[Tutor] constructors
Erik Price
erikprice@mac.com
Thu, 11 Apr 2002 23:02:34 -0400
On Thursday, April 11, 2002, at 03:14 PM, dman wrote:
> In either case, you can't
> return a value from __init__ -> the object already exists and is
> referenced by 'self', the __init__ just initializes the data in it.
> If the __init__ method completes, then the client gets the reference
> to the object. You can return 'false' or 'self' or 'fubar', but the
> client will never see it.
Ah. This is very important -- I was thinking that if the constructor
returned false, then the instance would not be created. Thank you.
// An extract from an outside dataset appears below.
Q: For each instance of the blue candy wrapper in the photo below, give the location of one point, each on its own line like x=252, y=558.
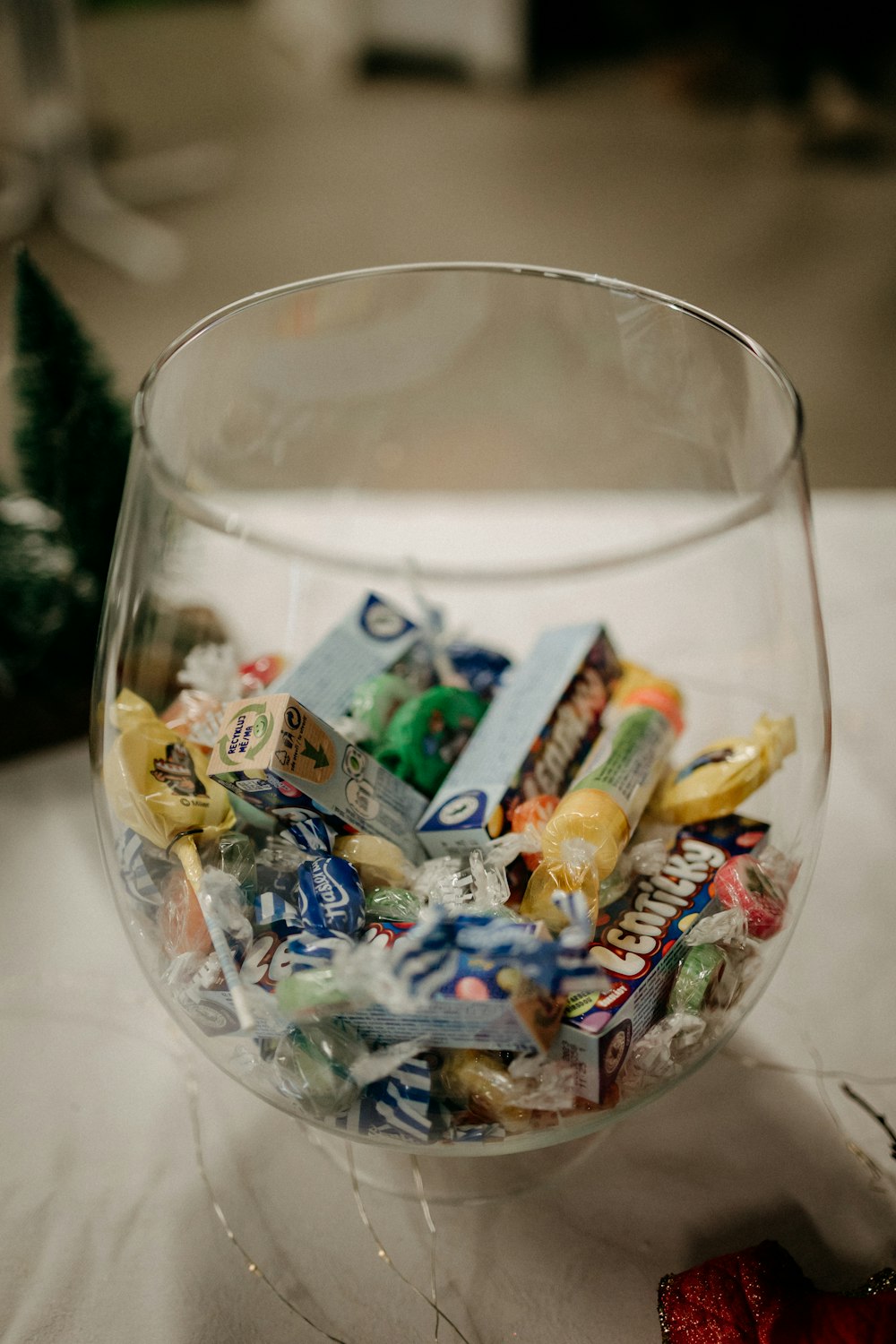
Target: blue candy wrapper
x=330, y=897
> The do_something function doesn't need to do anything special (like
> check a return value and propagate it by returning it) to not ignore
> error conditions. The module-level code doesn't need to interrupt the
> flow of the code by checking a return value either, and can handle the
> same type of error from both functions identically (if it wants to).
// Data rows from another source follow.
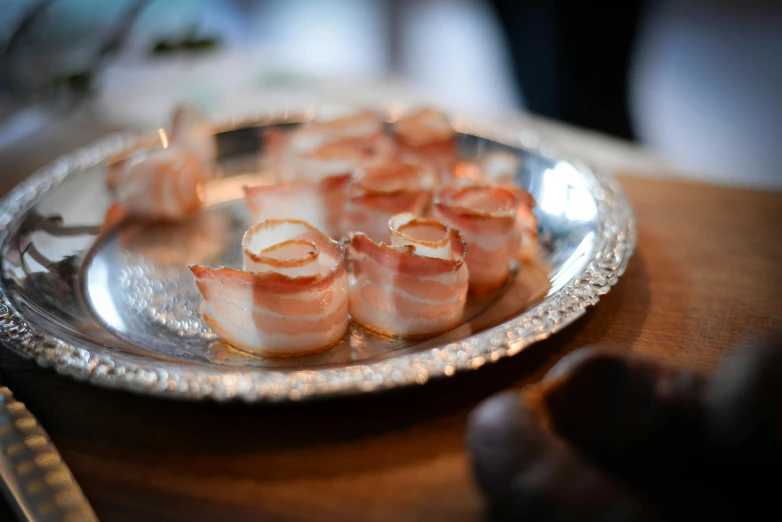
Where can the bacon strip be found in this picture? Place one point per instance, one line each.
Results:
(414, 287)
(165, 183)
(379, 193)
(331, 146)
(291, 298)
(526, 225)
(486, 216)
(320, 204)
(194, 133)
(426, 137)
(500, 169)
This is nice. In PHP, I often do such code as:
if (!$connect = mysql_connect($connection_parameters)) {
die("Database connection failed");
}
if (!$result = mysql_query($sql, $connection_handle)) {
die("SQL query failed");
}
etc etc.
It gets very repetitive, and makes the code look ugly. But I hadn't
realized that this "interrupts the flow of code".
Exceptions are sweet -- I take it that they are another Python-centric
feature, that does not exist in C/C++/Java?